Judge Elizabeth Krier of the 20th Judicial Circuit in Collier County issued the ruling March 30 that cleared Edward Brinkmann and his company, Majab Development LLC. The lawsuit against Brinkmann alleged he had cooked up a scheme to artificially mark up the price of various goods ordered by a network of foreign oil and gas sector companies he worked for as head of procurement.

“Mr. Brinkmann and his company had a total victory,” says Gary Carman, an attorney with the Miami law firm GrayRobinson who represented Brinkmann and Majab. “The judge made clear that Edward Brinkmann didn’t do anything wrong. She made it clear that he was an employee and all the actions he took were approved by the board of directors.”

The complex case, with what Carman said contained 500,000 documents from both sides, dates back to August 2018. That’s when a  group of plaintiffs, including Austrian-based Petro Welt Trading and Russian-based KAToil LLC, filed the lawsuit. The plaintiffs contended Brinkmann routed purchases and inflated the cost multiple times through several Russian and offshore intermediary companies. Then, the lawsuit alleged, he sold the items to one of the oil companies “substantially higher” than what they would have paid if they bought them directly from another supplier.

Brinkmann then established and became the sole manager of Majab Development, which he used to buy 10 homes in Collier County, ranging in price from $300,000 to $3.8 million, with what plaintiffs contended were proceeds of the fraudulent scheme, the lawsuit alleged.

Judge Krier, in her 66-page ruling, in part says the jurisdiction of the case itself was wrong, because the “plaintiffs cannot prove that any of the alleged or possible activity that forms the (basis) of these causes of action occurred in the U.S.” The judge also found the damages the plaintiffs alleged — $70 million in alleged ill-gotten over-charges ($64.3 million euros) — couldn’t be proved “because such damages don’t exist with regard to these plaintiffs or these defendants.”
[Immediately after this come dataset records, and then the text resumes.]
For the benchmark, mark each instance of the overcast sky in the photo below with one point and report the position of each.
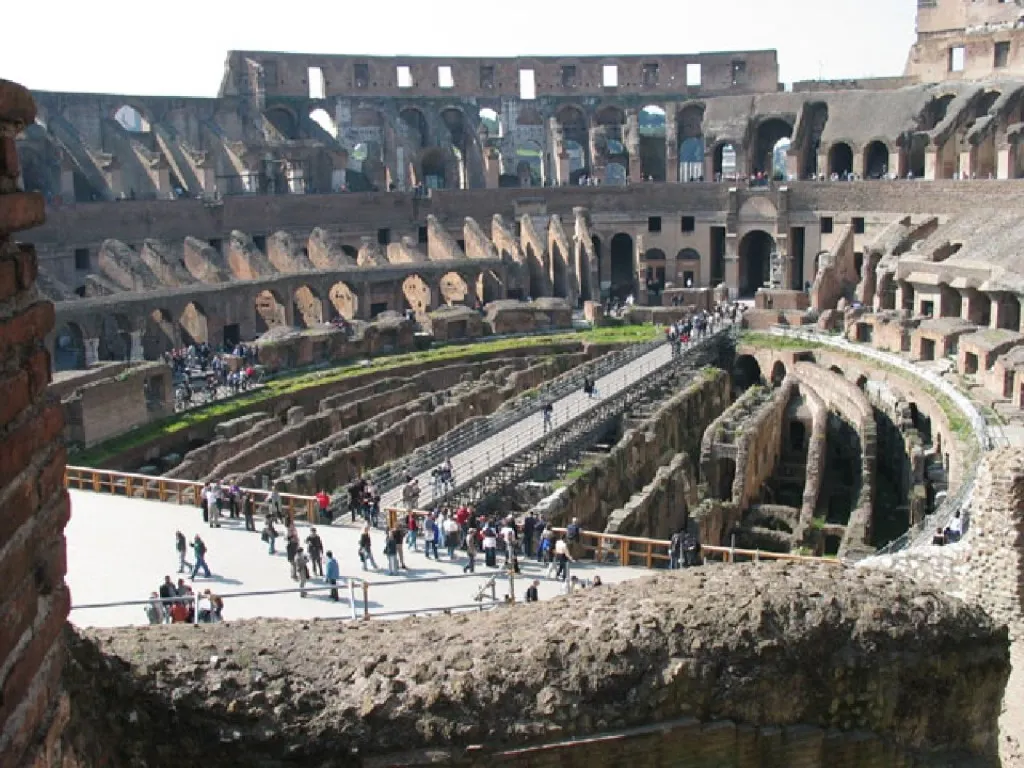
(178, 48)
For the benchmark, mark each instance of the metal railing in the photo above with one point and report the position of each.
(173, 489)
(472, 432)
(921, 534)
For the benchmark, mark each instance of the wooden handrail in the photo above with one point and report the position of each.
(173, 488)
(628, 548)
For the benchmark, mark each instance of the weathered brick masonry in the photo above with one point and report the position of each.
(34, 505)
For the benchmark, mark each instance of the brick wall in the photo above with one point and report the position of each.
(34, 506)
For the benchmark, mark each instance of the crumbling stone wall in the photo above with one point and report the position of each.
(35, 600)
(748, 666)
(677, 426)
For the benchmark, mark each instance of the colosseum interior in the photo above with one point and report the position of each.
(418, 254)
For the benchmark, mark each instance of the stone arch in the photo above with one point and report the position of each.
(840, 159)
(455, 289)
(417, 294)
(159, 336)
(725, 161)
(777, 374)
(69, 347)
(343, 301)
(307, 307)
(115, 338)
(432, 165)
(772, 134)
(194, 324)
(284, 120)
(623, 267)
(745, 373)
(323, 118)
(876, 160)
(689, 127)
(652, 131)
(270, 310)
(755, 261)
(132, 119)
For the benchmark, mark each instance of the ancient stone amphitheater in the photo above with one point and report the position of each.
(423, 253)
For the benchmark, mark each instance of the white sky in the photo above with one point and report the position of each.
(178, 48)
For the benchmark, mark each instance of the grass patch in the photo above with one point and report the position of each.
(290, 384)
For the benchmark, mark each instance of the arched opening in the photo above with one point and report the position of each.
(652, 157)
(131, 120)
(195, 329)
(69, 348)
(559, 272)
(876, 160)
(840, 160)
(324, 120)
(455, 289)
(307, 307)
(770, 145)
(159, 336)
(745, 374)
(433, 168)
(725, 162)
(623, 272)
(689, 128)
(115, 339)
(491, 123)
(269, 311)
(778, 374)
(755, 261)
(416, 292)
(529, 164)
(344, 301)
(284, 121)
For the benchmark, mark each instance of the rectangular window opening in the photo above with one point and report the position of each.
(1001, 58)
(957, 58)
(527, 85)
(361, 75)
(317, 87)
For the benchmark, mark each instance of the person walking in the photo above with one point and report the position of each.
(333, 574)
(199, 551)
(181, 546)
(314, 546)
(470, 566)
Alex Stolyar, an attorney with the Los Angeles law firm Loeb & Loeb representing many plaintiffs, didn’t return an email or phone call seeking comment on the case. Carman, who represented Brinkmann, says he intends to file to have his legal costs — which he says runs into the millions of dollars — and court costs paid for by the plaintiffs. He also expects the plaintiffs to appeal Judge Krier’s ruling.